In molecular biology and genetics, high-throughput data gathering has progressed in a short time from a novel strategy of the few to a standard approach of the many.

Much of these data are not collected in a way that guarantees their accessibility to other researchers for future analysis. The best databases, however, are online agglomerations of raw and processed data, analytic tools and insights that have been collectively dubbed 'knowledge environments'.

Funding agencies are slowly adjusting their priorities to reflect the importance of consistent, assured support for some of these databases. The US National Institutes of Health (NIH), for example, has recognized that it must provide guidance for its research sections and grantees so as to maximize the return, in both knowledge and public health, on its investments in biomedical research.

Which strategies best support the collection, analysis and dissemination of large databases of related information? Do knowledge environments promote the aims of the funding agencies? At a meeting in Bethesda, Maryland, last month, it was clear that the NIH is struggling to find a middle road between two diametrically opposed approaches to the development of such databases. Top-down pressure by the agency on researchers to use certain software or formats would probably impede their development. But a bottom-up strategy that merely encourages cross-project cooperation, while allowing researchers total freedom to devise their own databases, is bound to be chaotic, does not guarantee cross-compatibility of data, and ultimately reduces the likelihood that their contents will be used to maximally benefit research.

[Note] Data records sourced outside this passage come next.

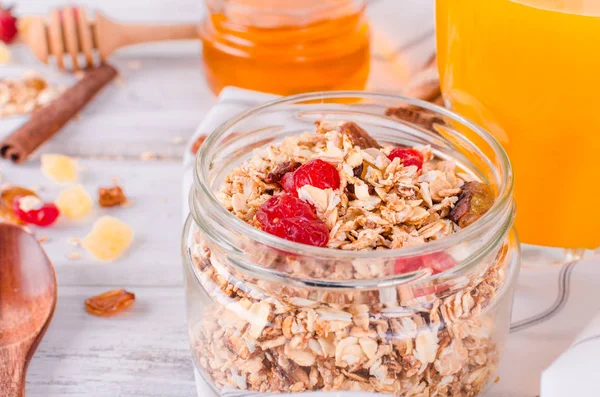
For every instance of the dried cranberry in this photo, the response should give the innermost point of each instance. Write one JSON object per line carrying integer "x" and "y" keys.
{"x": 437, "y": 262}
{"x": 407, "y": 156}
{"x": 317, "y": 173}
{"x": 288, "y": 217}
{"x": 42, "y": 214}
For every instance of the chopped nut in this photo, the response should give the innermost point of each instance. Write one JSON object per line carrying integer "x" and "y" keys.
{"x": 475, "y": 199}
{"x": 111, "y": 196}
{"x": 109, "y": 303}
{"x": 423, "y": 340}
{"x": 280, "y": 170}
{"x": 358, "y": 136}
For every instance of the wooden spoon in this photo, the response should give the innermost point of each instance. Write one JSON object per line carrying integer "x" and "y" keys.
{"x": 27, "y": 301}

What is clear is that individual labs can no longer make much progress alone. Currently, many researchers feel they are drowning in data. For all they know, a database might contain answers to patient safety issues or glimmers of new therapeutics — but this is being lost through an inability to effectively harvest the data already available. Other opportunities are missed because both experts and data are 'silo'-ed in isolated and often inaccessible systems. On top of these issues is the fact that neither databases nor the experts that create them are permanent or inseparable.

The NIH and its equivalent agencies elsewhere in the world are now turning their attention to working out how best to assist the growth of validated and accessible databases. This should involve, at the least, development of policies for evaluating proposals on databases and associated analytic tools, for their sustained funding, and for ensuring that the data deposited remain accessible long after the project originators have moved on.

The NIH itself, if it chose, could aim for something grander. It could take it upon itself to define a broad reference model and the basic architecture for knowledge environments. It could even build a centralized warehouse with Google-like storage, a veritable National Biomedical Resource of raw data and the tools to access and analyse them. The challenge then would be how to store, retrieve and read data created on multiple systems by diverse research groups.

But perhaps it will prove more realistic for the US agency to concentrate on improving the inter-operability of databases, rather than pushing for their merger, and to provide incentives for building in 'joins' from the start. The NIH should work on this with industrial companies and other government agencies.

To obtain value for money, it will be vital for funding agencies to carefully select the databases they choose to support and then to support them for the long term.

All funders should also be aware of the need to support viable career paths for the software engineers and bioinformaticians who create the knowledge environments and curate the data in them. And in order to obtain value for money, it will be vital for funding agencies to carefully select the databases they choose to support and then to support them for the long term. They must encourage the sustained availability of these data and build incentives for the development of cross-querying capability.

As things stands, even popular databases such as PhysioNet (, which is facing loss of NIH funding after seven years in development, often lack secure funding. In order to get value, the NIH and other funding agencies need to develop policies for such knowledge environments that will allow long-term support of successful ones.

Researchers also need stronger incentives to sustain their own participation in building knowledge environments. At a minimum, contributors should receive a citable acknowledgement of depositions. Leadership and trust are required to ensure that primary researchers personally benefit from storing their data in open databases.

Michael Huerta, associate director of the National Institute of Mental Health, told those at the Bethesda meeting that the NIH is keen to get more mileage out of high-throughput data acquired with public funds. But that will mean that the agency should require the databases it supports to be equipped with tools and protocols that researchers find convenient to use. Ultimately, these databases must show that their data are being used by other groups, and generating work of publishable quality.